Thursday, December 1, 2022

Sovereign Immunity Supports Summary Judgment In Favor Of PennDOT Relative to Claims Regarding Placement of a Bus Stop

In the case of Essington v. Monroe County Transit Auth., No. 5117-CV-2020 (C.P. Monroe Co. Aug. 15, 2022 Williamson, J.), the court granted the Motion for Summary Judgment filed by the Defendant, PennDOT, in a case involving a pedestrian Plaintiff who had exited a bus and was struck while crossing the roadway under nighttime conditions.

The Plaintiff alleged that PennDOT was negligent by allowing a dangerous condition to occur on its property, i.e., the roadway. More specifically, the Plaintiff alleged that PennDOT was negligent in the planning, designing, controlling, locating, and designation of a bus stop on a state road in a manner that created dangerous conditions.

The Plaintiff also faulted PennDOT for failing to erect signs, lights, guardrails, bus shelters, crosswalks, or other features to protect disembarking bus passengers.

In granting the Motion for Summary Judgment, the court relied upon the Sovereign Immunity Act under 42 Pa. C.S.A. §8522(b). 

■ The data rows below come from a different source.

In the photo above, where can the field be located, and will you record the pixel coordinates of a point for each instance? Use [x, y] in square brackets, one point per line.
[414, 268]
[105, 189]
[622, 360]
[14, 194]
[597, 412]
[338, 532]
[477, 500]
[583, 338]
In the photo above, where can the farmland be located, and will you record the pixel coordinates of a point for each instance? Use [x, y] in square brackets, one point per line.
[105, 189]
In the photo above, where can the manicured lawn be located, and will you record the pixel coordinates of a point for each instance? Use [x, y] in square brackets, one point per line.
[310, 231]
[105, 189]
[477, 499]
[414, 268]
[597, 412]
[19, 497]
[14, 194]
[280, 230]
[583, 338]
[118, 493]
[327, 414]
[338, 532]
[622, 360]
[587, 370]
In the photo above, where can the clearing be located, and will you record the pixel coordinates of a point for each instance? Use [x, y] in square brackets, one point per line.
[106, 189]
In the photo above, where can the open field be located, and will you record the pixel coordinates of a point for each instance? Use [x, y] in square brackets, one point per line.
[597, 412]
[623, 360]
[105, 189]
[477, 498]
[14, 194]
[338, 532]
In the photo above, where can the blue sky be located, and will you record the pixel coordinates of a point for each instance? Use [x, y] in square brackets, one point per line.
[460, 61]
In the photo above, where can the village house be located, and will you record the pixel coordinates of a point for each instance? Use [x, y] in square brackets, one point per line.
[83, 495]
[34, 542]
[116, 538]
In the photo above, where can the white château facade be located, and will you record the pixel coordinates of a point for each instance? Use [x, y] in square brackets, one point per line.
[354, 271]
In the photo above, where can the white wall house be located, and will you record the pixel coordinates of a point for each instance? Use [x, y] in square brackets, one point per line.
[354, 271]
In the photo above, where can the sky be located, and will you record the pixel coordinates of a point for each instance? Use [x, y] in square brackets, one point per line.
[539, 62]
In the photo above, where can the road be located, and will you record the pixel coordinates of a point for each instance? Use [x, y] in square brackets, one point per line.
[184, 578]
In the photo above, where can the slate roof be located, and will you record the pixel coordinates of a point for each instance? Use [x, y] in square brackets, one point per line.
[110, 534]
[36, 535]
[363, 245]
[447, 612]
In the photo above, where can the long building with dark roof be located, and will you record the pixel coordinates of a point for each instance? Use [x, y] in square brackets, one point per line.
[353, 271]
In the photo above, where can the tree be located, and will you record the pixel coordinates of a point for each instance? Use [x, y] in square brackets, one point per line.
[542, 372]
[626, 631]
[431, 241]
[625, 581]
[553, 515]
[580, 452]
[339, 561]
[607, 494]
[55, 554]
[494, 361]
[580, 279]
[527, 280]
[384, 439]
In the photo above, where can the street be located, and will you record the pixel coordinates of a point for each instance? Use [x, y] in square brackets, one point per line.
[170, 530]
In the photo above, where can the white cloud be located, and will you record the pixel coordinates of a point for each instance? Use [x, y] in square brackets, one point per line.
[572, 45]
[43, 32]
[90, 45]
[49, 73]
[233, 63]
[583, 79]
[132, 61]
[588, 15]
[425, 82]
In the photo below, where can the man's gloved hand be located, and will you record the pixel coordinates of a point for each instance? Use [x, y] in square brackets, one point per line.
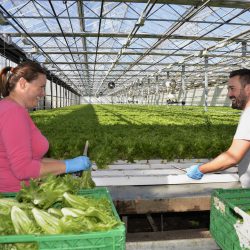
[77, 164]
[194, 172]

The court found that none of the exceptions under that Act were applicable to the case presented. The court emphasized that, in order for liability to attach to PennDOT, a dangerous condition must derive, originate, or have its source that the Commonwealth realty. This is also known as the real estate exception to Sovereign Immunity.

Judge David J. Williamson noted that the Plaintiff’s allegations did not implicate any alleged defects on the land itself. The court noted that, had PennDOT installed the items noted by the Plaintiff, and those items were defective in some manner, then PennDOT could be held liable. However, under Pennsylvania law, the failure to install the items noted by the Plaintiff did not implicate an exception to the immunity afforded the governmental agency under Pennsylvania law.

The court additionally noted that where the Co-Defendant, Monroe County Transit Authority, chose to have a bus stop was not a material defect of the real estate itself and was not a condition created by PennDOT. 

Rather, the Co-Defendant, Monroe County Transit Authority, was the entity that chose where to have their bus stops. The court noted that the Plaintiff did not produce any evidence that PennDOT played any part in the decision to allow the bus stop in the area or any evidence that the business was a dangerous condition of the real estate itself.

The court also rejected the Plaintiff’s argument that PennDOT was negligent for allowing the bus stop to exist and in failing to take steps to inspect, discover, or correct any defects, or to ensure that the real estate was safe for its regular and intended use as a bus stop. The court ruled that the real property exception to the Sovereign Immunity Act only applies to a dangerous condition of Commonwealth real estate and not to negligent policies or activities regarding real estate. The court noted that a failure to inspect has been previously ruled in Pennsylvania to be a policy or an activity which is not within the real estate exception to the immunity statute.

The court also noted that the intended use of the road was as a roadway for vehicular traffic and not for the placement of bus stops. As such, any allegations by the Plaintiff regarding a lack of lighting, narrow shoulders, or safe pedestrian accommodations such as crosswalks, sidewalks, or pedestrian crossing signs, were found not to relate to the design of the roadway itself or to its use as a roadway. As such, those allegations did not serve to defeat PennDOT’s Motion for Summary Judgment. In sum, the court found that the Plaintiff’s expert had not offered any opinion that the roadway itself as designed, caused the accident.

For all of these reasons, and others, the court granted summary judgment in favor of PennDOT.